The shape of the frame is controlled by many electric and hydraulic actuators; for example, the headlights are revealed when small motors pull the fabric open from slits in an eyelid-like fashion, and access to the engine can be gained through a slit that opens down the middle of the bonnet. As the fabric is translucent, the taillights simply shine through it.
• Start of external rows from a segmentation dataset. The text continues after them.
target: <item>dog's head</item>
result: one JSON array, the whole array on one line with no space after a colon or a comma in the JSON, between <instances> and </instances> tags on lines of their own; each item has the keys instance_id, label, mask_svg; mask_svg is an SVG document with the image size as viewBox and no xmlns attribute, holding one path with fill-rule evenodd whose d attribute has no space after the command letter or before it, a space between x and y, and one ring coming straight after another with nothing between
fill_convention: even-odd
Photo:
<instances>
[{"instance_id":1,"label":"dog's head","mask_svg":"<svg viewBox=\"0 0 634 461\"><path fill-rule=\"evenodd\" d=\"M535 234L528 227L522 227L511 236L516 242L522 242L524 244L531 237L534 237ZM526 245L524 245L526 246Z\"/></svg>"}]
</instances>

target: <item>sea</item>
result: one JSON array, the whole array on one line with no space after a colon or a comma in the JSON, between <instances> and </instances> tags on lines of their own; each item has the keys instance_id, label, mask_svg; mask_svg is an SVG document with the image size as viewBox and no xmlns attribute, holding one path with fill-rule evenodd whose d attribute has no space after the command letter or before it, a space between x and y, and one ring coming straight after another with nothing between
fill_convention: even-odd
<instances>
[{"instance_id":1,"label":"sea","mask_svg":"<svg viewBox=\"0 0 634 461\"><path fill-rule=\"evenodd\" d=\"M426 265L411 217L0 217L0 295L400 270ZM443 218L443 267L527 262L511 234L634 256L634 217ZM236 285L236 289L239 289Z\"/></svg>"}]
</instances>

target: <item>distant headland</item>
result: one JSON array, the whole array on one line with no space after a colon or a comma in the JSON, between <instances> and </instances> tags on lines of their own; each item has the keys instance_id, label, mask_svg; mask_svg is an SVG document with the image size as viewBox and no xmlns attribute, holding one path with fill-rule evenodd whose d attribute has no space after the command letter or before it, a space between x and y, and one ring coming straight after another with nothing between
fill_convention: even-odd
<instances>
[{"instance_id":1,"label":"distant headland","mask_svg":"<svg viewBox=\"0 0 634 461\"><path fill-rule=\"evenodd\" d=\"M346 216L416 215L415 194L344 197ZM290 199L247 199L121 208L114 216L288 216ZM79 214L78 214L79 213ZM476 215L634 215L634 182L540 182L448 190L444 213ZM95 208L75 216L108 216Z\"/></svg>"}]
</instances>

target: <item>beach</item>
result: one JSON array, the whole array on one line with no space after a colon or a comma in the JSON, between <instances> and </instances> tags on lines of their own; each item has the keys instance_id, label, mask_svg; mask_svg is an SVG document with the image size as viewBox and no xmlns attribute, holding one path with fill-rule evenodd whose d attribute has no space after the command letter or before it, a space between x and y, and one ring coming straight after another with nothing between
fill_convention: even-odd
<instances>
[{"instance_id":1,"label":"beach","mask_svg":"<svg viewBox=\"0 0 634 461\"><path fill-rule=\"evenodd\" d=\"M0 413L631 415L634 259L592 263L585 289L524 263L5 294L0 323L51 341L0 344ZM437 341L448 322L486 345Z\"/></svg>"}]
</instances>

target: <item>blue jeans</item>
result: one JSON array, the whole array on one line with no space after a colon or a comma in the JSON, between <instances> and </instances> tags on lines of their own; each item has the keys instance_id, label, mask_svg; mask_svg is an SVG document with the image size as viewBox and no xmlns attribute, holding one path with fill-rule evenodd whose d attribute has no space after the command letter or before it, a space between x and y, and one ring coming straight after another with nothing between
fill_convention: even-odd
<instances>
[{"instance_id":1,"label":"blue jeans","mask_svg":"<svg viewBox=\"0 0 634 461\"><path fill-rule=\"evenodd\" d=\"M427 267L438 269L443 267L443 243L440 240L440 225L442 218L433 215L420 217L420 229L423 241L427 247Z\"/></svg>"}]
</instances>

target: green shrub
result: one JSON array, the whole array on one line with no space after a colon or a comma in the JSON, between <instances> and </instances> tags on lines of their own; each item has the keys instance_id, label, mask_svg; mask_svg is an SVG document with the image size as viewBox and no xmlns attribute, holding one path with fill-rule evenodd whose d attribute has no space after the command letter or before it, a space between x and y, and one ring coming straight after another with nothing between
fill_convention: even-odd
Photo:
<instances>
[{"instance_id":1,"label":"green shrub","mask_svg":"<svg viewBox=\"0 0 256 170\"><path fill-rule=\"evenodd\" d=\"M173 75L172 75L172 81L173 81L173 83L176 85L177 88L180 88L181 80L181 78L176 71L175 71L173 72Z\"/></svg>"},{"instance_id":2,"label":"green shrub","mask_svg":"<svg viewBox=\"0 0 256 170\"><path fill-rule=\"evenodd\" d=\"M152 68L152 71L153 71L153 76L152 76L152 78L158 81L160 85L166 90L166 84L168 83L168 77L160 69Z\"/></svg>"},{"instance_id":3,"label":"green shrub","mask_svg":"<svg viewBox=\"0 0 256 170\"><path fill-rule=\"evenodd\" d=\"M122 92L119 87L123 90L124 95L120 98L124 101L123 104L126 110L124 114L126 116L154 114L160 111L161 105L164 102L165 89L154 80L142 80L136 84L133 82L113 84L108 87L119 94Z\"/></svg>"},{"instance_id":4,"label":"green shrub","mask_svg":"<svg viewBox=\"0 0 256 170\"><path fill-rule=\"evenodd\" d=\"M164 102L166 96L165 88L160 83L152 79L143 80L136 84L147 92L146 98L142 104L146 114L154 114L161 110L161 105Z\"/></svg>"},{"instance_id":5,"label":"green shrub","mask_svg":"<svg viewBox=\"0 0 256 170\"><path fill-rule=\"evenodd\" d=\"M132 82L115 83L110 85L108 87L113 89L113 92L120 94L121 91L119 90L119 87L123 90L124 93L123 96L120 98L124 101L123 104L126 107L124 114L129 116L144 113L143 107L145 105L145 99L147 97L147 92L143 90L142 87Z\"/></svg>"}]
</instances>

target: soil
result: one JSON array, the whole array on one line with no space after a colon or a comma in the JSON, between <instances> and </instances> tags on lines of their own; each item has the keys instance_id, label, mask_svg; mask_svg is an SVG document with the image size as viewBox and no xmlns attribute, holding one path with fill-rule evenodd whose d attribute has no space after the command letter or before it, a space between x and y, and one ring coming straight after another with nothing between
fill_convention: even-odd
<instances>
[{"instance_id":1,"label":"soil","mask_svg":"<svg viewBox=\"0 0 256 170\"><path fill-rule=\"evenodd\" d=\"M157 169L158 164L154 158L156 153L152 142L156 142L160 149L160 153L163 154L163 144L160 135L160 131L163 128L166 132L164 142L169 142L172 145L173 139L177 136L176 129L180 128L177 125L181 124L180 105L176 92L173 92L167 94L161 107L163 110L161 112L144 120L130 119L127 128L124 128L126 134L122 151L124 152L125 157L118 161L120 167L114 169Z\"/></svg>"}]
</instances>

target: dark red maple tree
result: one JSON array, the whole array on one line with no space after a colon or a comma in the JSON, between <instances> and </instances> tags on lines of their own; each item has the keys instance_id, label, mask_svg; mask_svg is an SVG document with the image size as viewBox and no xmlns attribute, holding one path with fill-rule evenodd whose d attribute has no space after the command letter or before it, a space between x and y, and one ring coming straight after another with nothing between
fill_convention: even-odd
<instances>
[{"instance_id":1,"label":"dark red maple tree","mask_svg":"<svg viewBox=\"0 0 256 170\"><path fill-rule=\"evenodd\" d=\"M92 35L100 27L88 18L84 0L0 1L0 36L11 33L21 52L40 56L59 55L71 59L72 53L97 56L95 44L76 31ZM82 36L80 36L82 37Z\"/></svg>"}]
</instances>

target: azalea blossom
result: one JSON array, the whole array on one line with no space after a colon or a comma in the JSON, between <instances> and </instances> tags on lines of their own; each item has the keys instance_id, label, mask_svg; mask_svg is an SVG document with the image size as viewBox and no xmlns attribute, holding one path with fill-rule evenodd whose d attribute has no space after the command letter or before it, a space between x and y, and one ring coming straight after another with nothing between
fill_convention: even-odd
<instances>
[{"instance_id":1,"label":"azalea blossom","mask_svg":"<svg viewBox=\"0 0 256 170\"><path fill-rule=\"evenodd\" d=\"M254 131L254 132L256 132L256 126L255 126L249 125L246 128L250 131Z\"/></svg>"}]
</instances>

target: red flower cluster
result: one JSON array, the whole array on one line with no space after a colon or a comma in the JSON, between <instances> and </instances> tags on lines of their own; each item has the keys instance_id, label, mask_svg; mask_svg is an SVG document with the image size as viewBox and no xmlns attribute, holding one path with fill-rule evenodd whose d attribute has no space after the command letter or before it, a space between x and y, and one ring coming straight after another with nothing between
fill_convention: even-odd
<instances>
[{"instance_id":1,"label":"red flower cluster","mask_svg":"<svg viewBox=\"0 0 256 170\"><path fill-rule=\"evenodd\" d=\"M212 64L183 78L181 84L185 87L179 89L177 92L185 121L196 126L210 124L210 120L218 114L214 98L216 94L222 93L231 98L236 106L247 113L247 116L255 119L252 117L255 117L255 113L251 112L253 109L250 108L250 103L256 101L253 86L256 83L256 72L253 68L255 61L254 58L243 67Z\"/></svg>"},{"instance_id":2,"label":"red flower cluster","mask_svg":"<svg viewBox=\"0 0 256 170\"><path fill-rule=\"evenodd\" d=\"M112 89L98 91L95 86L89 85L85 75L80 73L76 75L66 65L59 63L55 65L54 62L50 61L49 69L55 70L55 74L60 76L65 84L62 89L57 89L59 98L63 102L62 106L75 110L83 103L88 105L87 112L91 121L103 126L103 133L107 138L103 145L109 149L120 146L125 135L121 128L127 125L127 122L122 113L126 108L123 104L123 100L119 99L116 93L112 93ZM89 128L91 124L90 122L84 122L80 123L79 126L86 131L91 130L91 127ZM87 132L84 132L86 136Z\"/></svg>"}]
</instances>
GINA has just four "panels"—the bonnet, the two side panels and the trunk. Its skin appears seamless, but it can "grow" out its rear spoiler for stability at high speed. Its doors open in a butterfly style and are each covered by a fabric piece reaching all the way from the nose of the car to their trailing edge which, when closed, leaves a perfectly smooth surface.

== Interior ==
When the car is parked, the car's steering wheel and instruments sit in an "idle" position on the centre console to allow the driver easy entry. The steering wheel and instruments assume their correct positions when the driver presses the start button and the headrest rises from the seat once the driver is seated, making it easier to get in and out of the car.

==Jokes around the name==
The unusual name for the concept vehicle has amused some commentators. A few have compared the opening on the bonnet/hood to a vagina. Carscoops did so after receiving an image of the vehicle from Top Gear Magazine, commenting: "Mystery Solved: Why BMW Calls it 'Gina...". Jalopnik also picked up on the name but refused to clarify, joking that they were a "family show".

This along with the selection of a V8 engine has further motivated several YouTube commentators to suggest V8GINA as a custom license plate number for BMW Gina.